Negro Grandsons of Vercingetorix

The award-winning author of Black Moses is at his satiric best in this novel the catalogs the pain and suffering caused by the ravages of civil war.

Set in the imaginary African Republic of Vietongo, The Negro Grandsons of Vercingetorix begins when conflict breaks out between rival leaders and the regional ethnic groups they represent. Events recorded in a series of notebooks under the watchful eye of Hortense Lloki show how civil war culminates in a series of outlandish actions perpetrated by the warring parties’ private militias—the Anacondas and the Romans from the North who have seized power against Vercingetorix (named after none other than the legendary Gallic warrior who fought against Caesar’s army) and his Little Negro Grandsons in the South who are eager to regain control. Translated into English for the first time, this novel provides a gritty slice of life in an active war zone.

“Nearly twenty years removed from its French publication, Mabanckou’s aptitude for characterization and his unflinching glimpse of plight echo within every movement of Vercingetorix . . . With The Negro Grandsons of Vercingetorix, Mabanckou stresses that even as violence is an accomplice to life, perseverance is synonymous.” —World Literature Today

Alain Mabanckou, Bill Johnston

Alain Mabanckou is a Franco-Congolese author and Professor of French and Francophone Studies at the University of California, Los Angeles.
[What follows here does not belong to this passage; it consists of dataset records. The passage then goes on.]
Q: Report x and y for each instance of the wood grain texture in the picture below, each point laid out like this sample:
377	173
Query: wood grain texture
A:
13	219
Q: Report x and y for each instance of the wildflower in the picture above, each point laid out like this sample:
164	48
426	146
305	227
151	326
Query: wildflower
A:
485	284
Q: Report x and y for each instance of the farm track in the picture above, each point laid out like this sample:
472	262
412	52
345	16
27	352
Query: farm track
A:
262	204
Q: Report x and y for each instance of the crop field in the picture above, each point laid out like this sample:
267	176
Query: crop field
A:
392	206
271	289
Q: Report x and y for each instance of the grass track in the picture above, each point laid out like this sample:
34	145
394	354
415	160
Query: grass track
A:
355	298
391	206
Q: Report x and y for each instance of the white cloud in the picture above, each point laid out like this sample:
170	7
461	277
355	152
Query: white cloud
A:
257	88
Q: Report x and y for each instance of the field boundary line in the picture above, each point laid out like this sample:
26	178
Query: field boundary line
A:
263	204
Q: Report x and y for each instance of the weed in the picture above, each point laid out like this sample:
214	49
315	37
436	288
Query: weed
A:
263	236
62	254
His novels include Blue White Red, African Psycho, Broken Glass, Memoirs of a Porcupine, Black Bazaar, Tomorrow I'll Be Twenty, and The Lights of Pointe-Noire. He is the recipient of numerous literary prizes such as the Grand Prix Littéraire de l'Afrique noire, Prix Renaudot, Prix Georges Brassens, and the Grand Prix de Littérature Henri Gal from the Académie Française for his life's work.
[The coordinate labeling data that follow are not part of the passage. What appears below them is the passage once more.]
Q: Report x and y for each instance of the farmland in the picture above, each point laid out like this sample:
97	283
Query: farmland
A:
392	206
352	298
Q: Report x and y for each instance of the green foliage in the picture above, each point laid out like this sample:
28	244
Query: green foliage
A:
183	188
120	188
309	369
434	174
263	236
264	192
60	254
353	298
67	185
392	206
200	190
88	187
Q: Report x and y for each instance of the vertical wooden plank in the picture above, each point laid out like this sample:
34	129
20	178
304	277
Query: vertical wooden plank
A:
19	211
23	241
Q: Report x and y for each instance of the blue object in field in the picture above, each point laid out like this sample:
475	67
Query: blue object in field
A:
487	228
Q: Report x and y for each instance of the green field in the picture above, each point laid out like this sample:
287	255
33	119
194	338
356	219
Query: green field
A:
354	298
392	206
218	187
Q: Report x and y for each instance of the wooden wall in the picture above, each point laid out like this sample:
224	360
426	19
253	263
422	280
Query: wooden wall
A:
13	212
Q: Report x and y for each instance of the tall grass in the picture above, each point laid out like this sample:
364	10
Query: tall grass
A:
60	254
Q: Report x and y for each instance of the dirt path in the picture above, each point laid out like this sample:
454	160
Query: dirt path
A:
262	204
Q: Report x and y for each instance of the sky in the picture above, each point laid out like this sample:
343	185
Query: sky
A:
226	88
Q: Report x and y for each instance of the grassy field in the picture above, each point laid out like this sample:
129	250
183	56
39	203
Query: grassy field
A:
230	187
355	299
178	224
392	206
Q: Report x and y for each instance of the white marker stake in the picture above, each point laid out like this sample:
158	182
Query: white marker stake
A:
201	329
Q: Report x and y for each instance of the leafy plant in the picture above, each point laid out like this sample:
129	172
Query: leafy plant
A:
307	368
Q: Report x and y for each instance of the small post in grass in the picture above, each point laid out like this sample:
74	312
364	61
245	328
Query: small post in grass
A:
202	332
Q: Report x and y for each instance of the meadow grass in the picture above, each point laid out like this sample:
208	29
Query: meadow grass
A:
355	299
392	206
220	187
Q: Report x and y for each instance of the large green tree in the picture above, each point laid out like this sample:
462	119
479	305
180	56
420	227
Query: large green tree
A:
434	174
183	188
Bill Johnston's most recent translations include Adam Mickiewicz's epic poem Pan Tadeusz and Julia Fiedorczuk's Oxygen from the Polish, as well as Jeanne Benameur's The Child Who from the French. He has received numerous awards for his work, including the PEN Translation Prize, the Best Translated Book Award, and the Found in Translation Prize. He teaches literary translation at Indiana University.